Глава 2

Начало января 1932 года

День на разговоре с Людой не закончился. Сначала вернулись родители с работы. Мама только оформляла свой уход, в техникум ее возьмут с начала нового учебного года. То есть ей еще полгода надо на кухне завода отпахать. Ну а у отца в этом плане ничего пока не поменялось. Кроме одного – новости по партийной и идеологической линии он теперь узнавал одним из первых. Он же и позвал меня на серьезный разговор, стоило ему войти в квартиру.

– Читал сегодня газеты? – мрачно спросил он.

– Никогда не читайте перед обедом советских газет, – тут же вспомнил я одну фразу, что иногда любил вставить мой дед из прошлой жизни как раз в подобных случаях – стоило кому-то поверить в очередную чушь какого-нибудь писаки.

– Ты не ерничай, – цыкнул зубом батя. – Значит, читал. И что скажешь?

– Что кто-то серьезно ответит за клевету на меня.

– Думаешь, в такой газете могли соврать? Мне-то хоть правду скажи.

– А правда состоит в том, что самые близкие мне люди почему-то больше доверяют разным «журналистам», чем родному сыну и мужу, – пришла моя очередь мрачно сверлить взглядом отца.

– Прости, Сергуня, – тут же поник батя. – Просто… Ай! – с досадой махнул он рукой. – Всю плешь мне сегодня в конце дня выели с этим пасквилем. Я уж действительно под конец стал верить, что там правда написана.

– Частично правда, а частично так извратили факты, что без знания, как все было, не подкопаешься.

– И как было?

Ну я и рассказал. После этого мы пошли на кухню. Время позднее, а мы еще не ужинали.

Единственная, кто мне ни слова не сказал – мама. И не потому что обиделась или не хотела разговаривать с сыном, поступившим таким образом. Она просто не поверила статье. А стоило бате вспомнить про этот «пасквиль» тут же рассерженной кошкой расфыркалась на всю журналистскую братию.

Когда уже почти поели, раздался звонок телефона. Это оказался Кондрашев.

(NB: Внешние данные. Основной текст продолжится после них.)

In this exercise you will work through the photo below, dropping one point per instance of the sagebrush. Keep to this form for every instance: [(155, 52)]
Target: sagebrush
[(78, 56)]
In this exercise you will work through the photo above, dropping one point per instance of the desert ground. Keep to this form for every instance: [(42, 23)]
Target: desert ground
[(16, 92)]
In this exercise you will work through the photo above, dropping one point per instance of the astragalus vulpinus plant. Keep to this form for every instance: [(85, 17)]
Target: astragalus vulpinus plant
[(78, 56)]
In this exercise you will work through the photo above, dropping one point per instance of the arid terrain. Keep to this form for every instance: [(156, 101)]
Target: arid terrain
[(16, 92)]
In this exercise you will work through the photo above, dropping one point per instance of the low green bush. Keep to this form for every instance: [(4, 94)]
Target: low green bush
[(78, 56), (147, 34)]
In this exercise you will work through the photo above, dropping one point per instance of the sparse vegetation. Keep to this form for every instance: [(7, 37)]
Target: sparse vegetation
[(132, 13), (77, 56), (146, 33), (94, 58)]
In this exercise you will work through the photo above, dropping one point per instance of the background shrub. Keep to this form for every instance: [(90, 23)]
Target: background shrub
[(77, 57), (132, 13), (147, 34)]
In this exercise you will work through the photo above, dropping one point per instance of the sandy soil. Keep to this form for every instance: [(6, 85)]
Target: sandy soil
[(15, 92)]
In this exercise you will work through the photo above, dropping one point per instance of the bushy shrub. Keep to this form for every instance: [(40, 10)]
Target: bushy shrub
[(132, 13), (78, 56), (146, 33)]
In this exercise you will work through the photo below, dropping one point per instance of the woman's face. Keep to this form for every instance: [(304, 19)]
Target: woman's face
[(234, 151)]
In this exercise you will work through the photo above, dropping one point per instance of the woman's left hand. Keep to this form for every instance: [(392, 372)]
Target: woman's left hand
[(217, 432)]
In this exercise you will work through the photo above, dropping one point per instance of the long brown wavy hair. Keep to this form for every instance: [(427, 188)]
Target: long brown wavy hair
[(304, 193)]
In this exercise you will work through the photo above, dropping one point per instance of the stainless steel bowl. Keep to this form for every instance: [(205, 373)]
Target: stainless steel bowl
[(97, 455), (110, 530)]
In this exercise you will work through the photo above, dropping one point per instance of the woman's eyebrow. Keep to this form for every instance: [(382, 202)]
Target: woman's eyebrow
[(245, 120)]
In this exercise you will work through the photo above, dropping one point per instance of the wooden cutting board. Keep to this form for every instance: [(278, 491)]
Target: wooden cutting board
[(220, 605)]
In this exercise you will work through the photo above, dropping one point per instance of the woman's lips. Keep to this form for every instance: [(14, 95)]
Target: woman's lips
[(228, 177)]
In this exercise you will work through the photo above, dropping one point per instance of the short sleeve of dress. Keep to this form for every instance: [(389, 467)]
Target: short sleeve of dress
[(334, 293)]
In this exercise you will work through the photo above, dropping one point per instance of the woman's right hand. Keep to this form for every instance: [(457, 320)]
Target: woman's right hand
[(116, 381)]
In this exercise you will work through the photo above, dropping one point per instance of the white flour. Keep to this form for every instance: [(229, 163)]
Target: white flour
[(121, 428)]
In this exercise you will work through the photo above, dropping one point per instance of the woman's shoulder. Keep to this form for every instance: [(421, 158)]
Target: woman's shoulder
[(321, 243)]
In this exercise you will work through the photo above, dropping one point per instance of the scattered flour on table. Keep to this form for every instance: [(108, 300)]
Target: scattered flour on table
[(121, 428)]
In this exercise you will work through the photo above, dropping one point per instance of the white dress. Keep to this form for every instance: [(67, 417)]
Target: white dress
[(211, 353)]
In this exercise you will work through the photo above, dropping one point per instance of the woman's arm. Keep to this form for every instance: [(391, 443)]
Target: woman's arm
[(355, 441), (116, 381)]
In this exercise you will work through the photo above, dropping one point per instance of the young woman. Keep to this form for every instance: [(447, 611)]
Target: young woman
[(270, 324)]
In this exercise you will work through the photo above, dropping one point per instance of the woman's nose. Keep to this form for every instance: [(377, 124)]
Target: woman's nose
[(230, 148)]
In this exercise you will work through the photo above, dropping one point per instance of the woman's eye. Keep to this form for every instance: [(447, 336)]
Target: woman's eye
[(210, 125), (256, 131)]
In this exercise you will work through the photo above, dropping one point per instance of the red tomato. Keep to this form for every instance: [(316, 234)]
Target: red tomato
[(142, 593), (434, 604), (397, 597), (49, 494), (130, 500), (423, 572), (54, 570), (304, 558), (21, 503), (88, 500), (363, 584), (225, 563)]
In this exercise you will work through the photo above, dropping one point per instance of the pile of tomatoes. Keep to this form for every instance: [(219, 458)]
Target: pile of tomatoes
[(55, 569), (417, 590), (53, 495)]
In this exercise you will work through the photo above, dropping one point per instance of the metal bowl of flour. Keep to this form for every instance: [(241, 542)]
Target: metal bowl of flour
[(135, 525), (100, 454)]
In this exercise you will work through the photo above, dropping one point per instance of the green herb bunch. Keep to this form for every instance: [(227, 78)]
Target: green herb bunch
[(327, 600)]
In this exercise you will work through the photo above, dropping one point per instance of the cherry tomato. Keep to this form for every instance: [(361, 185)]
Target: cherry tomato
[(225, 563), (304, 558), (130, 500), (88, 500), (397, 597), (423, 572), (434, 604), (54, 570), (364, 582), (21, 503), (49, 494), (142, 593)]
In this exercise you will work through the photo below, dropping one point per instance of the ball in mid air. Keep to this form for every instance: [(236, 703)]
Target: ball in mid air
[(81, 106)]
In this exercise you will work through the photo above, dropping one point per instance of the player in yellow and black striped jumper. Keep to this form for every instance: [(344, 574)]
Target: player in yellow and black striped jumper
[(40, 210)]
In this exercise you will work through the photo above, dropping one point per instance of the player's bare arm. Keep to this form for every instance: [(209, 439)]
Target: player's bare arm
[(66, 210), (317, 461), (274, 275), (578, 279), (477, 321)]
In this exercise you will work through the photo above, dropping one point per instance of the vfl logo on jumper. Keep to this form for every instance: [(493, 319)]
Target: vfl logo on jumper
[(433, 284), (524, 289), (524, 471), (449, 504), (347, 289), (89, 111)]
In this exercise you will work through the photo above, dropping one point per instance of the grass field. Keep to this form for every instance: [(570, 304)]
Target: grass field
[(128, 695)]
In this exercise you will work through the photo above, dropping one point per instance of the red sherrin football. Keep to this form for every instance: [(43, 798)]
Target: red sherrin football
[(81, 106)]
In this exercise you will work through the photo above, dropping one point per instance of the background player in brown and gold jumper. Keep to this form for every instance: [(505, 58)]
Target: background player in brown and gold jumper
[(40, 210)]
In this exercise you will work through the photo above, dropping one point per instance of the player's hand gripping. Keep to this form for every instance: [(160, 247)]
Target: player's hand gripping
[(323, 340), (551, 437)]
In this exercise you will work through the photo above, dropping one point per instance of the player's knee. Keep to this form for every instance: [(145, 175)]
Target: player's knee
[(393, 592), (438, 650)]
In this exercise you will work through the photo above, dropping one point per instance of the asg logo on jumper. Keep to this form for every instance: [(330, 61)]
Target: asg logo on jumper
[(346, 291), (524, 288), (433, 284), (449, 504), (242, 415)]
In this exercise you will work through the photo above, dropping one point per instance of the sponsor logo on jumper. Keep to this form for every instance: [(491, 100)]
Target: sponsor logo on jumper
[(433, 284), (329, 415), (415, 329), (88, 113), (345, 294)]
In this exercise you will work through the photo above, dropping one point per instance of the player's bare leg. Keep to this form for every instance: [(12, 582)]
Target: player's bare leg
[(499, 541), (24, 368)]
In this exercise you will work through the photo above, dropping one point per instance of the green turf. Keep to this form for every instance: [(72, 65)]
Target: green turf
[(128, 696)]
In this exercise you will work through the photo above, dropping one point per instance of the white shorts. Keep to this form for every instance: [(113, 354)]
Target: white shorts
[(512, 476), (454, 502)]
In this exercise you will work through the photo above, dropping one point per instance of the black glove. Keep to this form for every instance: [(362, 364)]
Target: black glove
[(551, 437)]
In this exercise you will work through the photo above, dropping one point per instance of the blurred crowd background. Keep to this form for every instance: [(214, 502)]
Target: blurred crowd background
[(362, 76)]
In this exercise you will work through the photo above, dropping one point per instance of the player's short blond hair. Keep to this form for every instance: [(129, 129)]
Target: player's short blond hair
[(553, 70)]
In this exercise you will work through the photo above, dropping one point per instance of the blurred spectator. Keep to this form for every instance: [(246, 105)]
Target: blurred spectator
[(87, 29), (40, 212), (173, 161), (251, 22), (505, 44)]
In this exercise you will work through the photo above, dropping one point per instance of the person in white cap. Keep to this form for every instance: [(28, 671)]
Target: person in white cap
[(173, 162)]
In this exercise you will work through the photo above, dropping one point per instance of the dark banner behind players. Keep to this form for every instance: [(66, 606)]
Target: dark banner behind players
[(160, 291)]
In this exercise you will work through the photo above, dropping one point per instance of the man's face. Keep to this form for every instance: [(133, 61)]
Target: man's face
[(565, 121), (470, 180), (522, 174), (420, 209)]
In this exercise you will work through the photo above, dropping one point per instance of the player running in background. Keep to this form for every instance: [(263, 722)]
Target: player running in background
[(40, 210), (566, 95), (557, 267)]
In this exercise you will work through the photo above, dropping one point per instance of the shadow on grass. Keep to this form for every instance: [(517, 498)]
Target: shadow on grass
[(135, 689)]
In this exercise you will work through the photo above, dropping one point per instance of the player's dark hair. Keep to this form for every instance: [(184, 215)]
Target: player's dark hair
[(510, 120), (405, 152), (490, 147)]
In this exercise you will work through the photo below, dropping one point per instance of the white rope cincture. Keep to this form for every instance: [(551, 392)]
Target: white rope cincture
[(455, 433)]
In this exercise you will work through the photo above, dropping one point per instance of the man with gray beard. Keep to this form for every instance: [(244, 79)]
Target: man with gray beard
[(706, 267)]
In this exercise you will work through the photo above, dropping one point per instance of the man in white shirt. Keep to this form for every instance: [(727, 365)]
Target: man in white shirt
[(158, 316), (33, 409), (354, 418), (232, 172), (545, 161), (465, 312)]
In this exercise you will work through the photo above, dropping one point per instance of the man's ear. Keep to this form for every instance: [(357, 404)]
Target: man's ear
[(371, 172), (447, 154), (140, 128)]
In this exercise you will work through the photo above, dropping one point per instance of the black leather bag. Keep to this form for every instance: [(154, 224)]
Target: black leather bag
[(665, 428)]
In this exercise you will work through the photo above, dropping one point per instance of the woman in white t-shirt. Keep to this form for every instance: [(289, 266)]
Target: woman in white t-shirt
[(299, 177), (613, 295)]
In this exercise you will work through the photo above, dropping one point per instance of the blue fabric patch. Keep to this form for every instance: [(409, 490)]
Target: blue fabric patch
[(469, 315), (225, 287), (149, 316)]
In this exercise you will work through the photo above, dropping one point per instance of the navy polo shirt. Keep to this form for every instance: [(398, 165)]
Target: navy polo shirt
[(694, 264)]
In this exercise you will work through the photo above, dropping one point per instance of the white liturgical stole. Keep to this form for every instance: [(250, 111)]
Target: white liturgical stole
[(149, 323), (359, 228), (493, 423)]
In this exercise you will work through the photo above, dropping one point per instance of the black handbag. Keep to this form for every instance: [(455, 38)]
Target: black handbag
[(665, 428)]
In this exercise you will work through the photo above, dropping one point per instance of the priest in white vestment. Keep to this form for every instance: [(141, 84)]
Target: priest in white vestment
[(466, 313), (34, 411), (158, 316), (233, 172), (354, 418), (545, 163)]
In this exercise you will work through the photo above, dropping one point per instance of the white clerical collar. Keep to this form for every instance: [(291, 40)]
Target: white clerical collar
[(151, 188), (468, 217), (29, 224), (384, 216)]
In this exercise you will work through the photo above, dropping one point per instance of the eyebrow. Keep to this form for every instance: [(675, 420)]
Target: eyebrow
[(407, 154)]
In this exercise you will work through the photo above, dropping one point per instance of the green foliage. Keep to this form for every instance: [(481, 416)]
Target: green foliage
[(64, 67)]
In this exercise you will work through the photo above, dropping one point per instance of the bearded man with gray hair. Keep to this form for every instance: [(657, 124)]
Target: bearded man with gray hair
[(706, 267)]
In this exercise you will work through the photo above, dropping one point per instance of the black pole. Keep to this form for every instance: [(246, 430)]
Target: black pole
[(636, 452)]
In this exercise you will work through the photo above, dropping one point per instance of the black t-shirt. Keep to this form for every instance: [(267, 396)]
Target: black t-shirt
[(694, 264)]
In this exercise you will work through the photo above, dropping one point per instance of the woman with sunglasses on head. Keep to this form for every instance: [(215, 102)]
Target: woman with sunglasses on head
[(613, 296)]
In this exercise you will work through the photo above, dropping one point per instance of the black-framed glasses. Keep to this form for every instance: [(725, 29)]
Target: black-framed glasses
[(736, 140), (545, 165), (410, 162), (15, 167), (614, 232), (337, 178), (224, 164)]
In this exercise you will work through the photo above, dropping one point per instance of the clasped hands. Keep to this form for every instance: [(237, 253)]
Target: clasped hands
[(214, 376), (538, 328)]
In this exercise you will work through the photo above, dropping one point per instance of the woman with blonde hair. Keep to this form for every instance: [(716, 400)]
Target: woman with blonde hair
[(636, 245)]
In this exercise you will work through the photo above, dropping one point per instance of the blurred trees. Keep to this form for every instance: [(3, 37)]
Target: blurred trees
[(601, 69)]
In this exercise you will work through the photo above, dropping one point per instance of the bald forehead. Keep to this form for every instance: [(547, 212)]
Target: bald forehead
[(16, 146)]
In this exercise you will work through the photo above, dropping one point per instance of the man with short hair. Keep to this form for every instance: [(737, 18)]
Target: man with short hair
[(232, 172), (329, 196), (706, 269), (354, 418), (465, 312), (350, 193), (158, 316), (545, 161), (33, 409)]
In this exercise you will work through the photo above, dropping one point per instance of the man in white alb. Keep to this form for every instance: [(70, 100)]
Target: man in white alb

– Надо поговорить, – голос его был напряжен.

– Надо, – согласился я. – Если тебе есть что мне сказать.

– Так и знал, что ты так подумаешь, – раздался его раздраженный и какой-то обреченный голос. – Я к статье не имею никакого отношения. Вообще. Если ты мне хоть немного еще веришь, давай встретимся. Завтра в университете.

– Хорошо.

– Тогда возле деканата в десять, – назвал дату и время Андрей и положил трубку.

Уж не знаю, что он мне там хочет сказать, но послушать его будет как минимум интересно. А самое любопытное – он мне позвонил лишь после моей встречи со Сталиным. Наверное, Иосиф Виссарионович прижал его и тот пытается выкрутиться? Не знаю, вот и послушаем.

***

Была уже середина ночи, когда на доклад к Сталину пришел Берия. Для генерального секретаря задерживаться на столь долгий срок в Кремле не было чем-то удивительным. Поневоле и все иные члены партии и работники Кремля подстраивались под график Сталина. И идущий по коридорам заместитель наркома ОГПУ не стал для кого-то чем-то удивительным.

– Товарищ Сталин, – заглянул в кабинет Агапенко, – товарищ Берия прибыл.

– Пусть войдет, – тут же махнул рукой Иосиф Виссарионович.

Ему не терпелось узнать, кто такой наглый и достаточно смелый, чтобы совершить подобную информационную атаку. Пусть подобных слов Сталин не применял, да и если и мог их услышать, то только от Огнева, но сам смысл для него был вполне понятен.

Лаврентий Павлович зашел в кабинет и сразу передал папку, которую держал в руках, Сталину.

– Здесь основные материалы по статье на Огнева, – сказал он.

– Своими словами, Лаврентий, что можешь сказать?

– Пока точно не ясно, кто именно стоит за статьей, – вздохнул Берия. Генсек сверкнул глазами и нахмурился, но ничего не сказал, ожидая более развернутого ответа. – Журналист, написавший статью, пропал. Сдал материал сегодня утром, после чего сказал, что у него срочная встреча с его контактом. Дальше его след теряется. Ни дома, ни у друзей его нет. Никто не знает, где он.